The 10-year, meanwhile, continues to rise, pushing back over 4% for the first time since July. The 10-year is trading down 2bps, currently at 4.07% as of 9:35 a.m. ET.

 

Additionally yesterday, the Philly Fed Business Outlook Index jumped from 1.7 to 10.3 in October, a three-month high and surpassing the expected rise to 3.0. In the details of the report, new orders rose from -1.5 to +14.2 in October, the highest reading in two months, and shipments increased from -14.3 to +7.4 in October. On the other hand, prices paid declined from 34.0 to 29.7, a two-month low and averaging 24.8 over the past six months, and prices received decreased from 24.6 to 17.9 in October. Also, the number of employees declined from +10.7 to -2.2, a two-month low.

 

Also, industrial production declined 0.3% in September, a tenth of a percentage point more than expected and offsetting the 0.3% rise the month prior. Capacity utilization, meanwhile, fell from 77.8% to 77.5% in September, an eight-month low.

 

Business inventories, meanwhile, rose 0.3% in August, as expected and following a similar gain the month prior.

 

Finally, yesterday, the NAHB Housing Market Index rose two points to a reading of 43 in October, a four-month high.

 

Next week, the economic calendar begins on Monday with September Leading Index, followed by the Richmond Fed Manufacturing Index for October on Tuesday.


Later in the week, on Wednesday, weekly mortgage applications, along with September existing home sales.

 

On Thursday, weekly jobless claims, the September Chicago Fed National Activity Index, and the S&P global U.S. manufacturing, services, and composite PMIs will be released.
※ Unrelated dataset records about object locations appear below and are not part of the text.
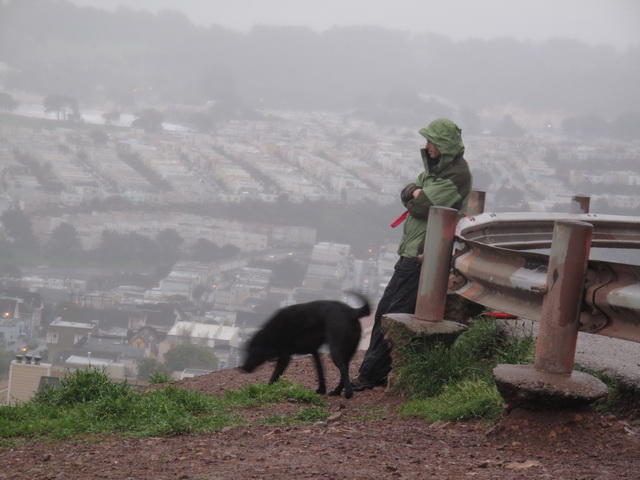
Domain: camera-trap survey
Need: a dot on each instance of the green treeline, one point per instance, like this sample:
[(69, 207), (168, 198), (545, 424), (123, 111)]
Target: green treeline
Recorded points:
[(54, 47)]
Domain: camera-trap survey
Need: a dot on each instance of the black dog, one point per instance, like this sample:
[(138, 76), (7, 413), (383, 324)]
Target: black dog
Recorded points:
[(302, 329)]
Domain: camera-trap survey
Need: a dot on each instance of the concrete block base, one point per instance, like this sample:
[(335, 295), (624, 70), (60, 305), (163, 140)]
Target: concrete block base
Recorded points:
[(402, 329), (525, 386)]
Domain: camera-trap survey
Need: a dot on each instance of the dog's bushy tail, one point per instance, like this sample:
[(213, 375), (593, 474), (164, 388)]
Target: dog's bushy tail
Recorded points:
[(365, 309)]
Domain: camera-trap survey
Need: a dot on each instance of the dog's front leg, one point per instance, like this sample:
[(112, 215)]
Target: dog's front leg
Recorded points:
[(322, 387), (281, 366)]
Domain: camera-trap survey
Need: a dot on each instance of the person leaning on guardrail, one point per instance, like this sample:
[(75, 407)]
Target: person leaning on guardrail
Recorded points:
[(446, 182)]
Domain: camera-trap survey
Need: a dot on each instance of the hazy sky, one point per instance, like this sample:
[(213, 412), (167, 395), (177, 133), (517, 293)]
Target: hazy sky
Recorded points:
[(608, 22)]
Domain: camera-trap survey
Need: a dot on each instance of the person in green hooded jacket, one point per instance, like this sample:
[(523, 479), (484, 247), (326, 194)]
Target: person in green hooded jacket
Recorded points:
[(446, 182)]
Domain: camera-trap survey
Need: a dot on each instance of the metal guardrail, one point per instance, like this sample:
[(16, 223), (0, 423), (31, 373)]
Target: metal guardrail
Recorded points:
[(495, 264)]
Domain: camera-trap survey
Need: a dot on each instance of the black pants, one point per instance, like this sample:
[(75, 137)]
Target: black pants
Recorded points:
[(400, 296)]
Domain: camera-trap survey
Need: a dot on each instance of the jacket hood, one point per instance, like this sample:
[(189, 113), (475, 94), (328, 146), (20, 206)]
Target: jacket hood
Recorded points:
[(447, 136)]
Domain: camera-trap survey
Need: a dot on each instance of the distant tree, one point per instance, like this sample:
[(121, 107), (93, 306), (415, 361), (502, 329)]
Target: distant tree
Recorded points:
[(65, 107), (17, 226), (149, 119), (508, 128), (186, 355), (7, 103), (64, 242), (5, 361)]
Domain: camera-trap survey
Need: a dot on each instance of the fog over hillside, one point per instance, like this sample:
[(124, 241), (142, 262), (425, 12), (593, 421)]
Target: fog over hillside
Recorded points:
[(127, 56)]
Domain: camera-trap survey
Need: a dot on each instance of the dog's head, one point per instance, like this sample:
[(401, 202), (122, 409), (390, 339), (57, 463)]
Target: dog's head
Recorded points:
[(255, 354)]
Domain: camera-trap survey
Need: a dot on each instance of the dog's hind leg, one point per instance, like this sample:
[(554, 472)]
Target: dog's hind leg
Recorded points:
[(344, 383), (322, 386), (281, 366)]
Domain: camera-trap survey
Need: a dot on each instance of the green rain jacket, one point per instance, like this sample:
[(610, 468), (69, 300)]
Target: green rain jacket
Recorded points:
[(445, 182)]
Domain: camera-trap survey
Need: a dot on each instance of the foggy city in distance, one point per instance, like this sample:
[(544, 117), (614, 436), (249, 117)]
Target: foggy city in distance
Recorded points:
[(234, 157)]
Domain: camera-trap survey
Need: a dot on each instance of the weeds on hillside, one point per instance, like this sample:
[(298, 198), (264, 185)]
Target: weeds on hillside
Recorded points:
[(456, 383), (87, 402)]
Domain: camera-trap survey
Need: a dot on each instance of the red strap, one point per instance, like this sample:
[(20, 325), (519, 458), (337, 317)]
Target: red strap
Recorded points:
[(399, 220)]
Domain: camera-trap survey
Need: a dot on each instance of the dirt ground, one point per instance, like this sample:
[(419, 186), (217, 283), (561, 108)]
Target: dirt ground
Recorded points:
[(364, 439)]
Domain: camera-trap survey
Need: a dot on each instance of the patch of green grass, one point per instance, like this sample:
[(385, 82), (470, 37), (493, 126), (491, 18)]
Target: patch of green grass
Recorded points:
[(372, 412), (87, 402), (464, 400), (304, 416), (263, 394), (456, 383)]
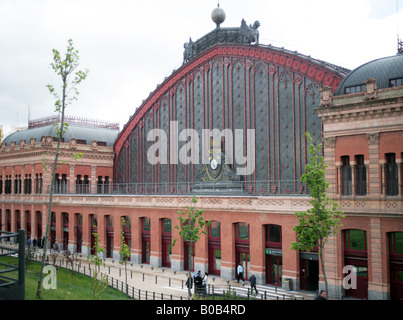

Also on Thursday, September new home sales, and the Kansas City Fed Manufacturing Index reports will be released.

 

On Friday, durable goods orders, and the final University of Michigan Consumer Confidence Index for October will be released.

 

Finally, on the Fed-speak front, we will hear from a number of Fed officials before they enter their Fed-speak blackout period, including Dallas Fed President Lorie Logan, Kashkari from Minneapolis, Kansas City’s Schmid, Harker from Philly and Cleveland’s Hammack, among others.